Prioritise review of worker status and address false self-employment immediately.

Recommendation
While the Committee welcomes the Government’s plans to reform worker status and bogus self-employment, it must proceed at pace to turn ambition into action. If it does not, it risks more companies adopting a ‘self-employment’ model for their workforces to side-step the measures in the Employment Rights Bill. In the words of the Director of Labour Market Enforcement, the Government can consult until ‘the cows come home.’ It needs to act now if it wants the Employment Rights Bill to succeed. The Government must prioritise its review of employee, worker and self-employed status immediately, and as a priority address false self- employment, so that these reforms are rolled out alongside commencement of the Employment Rights Bill. (Recommendation, Paragraph 39)

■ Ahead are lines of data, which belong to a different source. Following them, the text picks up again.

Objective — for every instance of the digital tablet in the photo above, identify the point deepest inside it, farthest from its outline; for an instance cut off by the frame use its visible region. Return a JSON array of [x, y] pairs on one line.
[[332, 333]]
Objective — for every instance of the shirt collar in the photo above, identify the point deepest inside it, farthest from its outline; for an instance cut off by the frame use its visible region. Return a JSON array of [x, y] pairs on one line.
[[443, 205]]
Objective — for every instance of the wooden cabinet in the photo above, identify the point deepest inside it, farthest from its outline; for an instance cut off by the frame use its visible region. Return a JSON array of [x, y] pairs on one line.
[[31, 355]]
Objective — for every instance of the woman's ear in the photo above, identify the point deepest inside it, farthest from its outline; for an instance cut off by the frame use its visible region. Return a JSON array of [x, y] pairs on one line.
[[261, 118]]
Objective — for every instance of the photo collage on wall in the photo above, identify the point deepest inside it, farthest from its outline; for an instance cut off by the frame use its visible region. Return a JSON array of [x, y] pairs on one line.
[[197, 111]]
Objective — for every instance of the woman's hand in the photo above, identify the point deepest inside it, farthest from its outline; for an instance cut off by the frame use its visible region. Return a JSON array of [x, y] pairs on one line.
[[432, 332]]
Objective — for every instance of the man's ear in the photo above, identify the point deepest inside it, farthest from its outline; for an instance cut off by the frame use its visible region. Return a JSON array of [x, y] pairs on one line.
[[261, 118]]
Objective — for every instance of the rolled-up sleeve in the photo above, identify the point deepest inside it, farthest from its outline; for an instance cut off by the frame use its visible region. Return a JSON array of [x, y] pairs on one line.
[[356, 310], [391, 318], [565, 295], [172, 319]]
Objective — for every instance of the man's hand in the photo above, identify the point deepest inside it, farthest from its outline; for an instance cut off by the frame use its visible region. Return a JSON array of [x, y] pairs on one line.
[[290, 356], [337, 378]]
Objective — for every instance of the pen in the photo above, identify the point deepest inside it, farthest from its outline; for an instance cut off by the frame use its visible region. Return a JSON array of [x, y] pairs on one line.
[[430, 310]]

Government Response Summary
The government acknowledges the complexity of the employment status framework and the issue of bogus self-employment but states that consulting on and implementing reforms to create a simpler framework is a longer-term goal that will take time, rather than prioritising it immediately alongside the Employment Rights Bill.

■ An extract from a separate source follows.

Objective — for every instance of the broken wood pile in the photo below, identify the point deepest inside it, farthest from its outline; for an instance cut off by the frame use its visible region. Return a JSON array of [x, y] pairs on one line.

Government Response Deferred
HM Government Deferred
The Government recognises that the UK’s current employment status framework is complex, and that this can cause difficulties for employers, workers, and the genuinely self-employed. This includes its contribution to the rise of so-called ‘bogus’ self-employment. It is unacceptable for any employer to seek to avoid their new or existing obligations, and deny people their employment rights. The Government is aware of the potential for new models of work to proliferate in an attempt to do this and is committed to consulting on reform to employment status. Some reforms in the Plan to Make Work Pay will take longer to undertake and implement, and the Government sees consulting on a simpler employment status framework as a longer-term goal. It will take time to adequately develop and consult on such a far-reaching change to employment law – it is important to get any changes to the employment status framework right.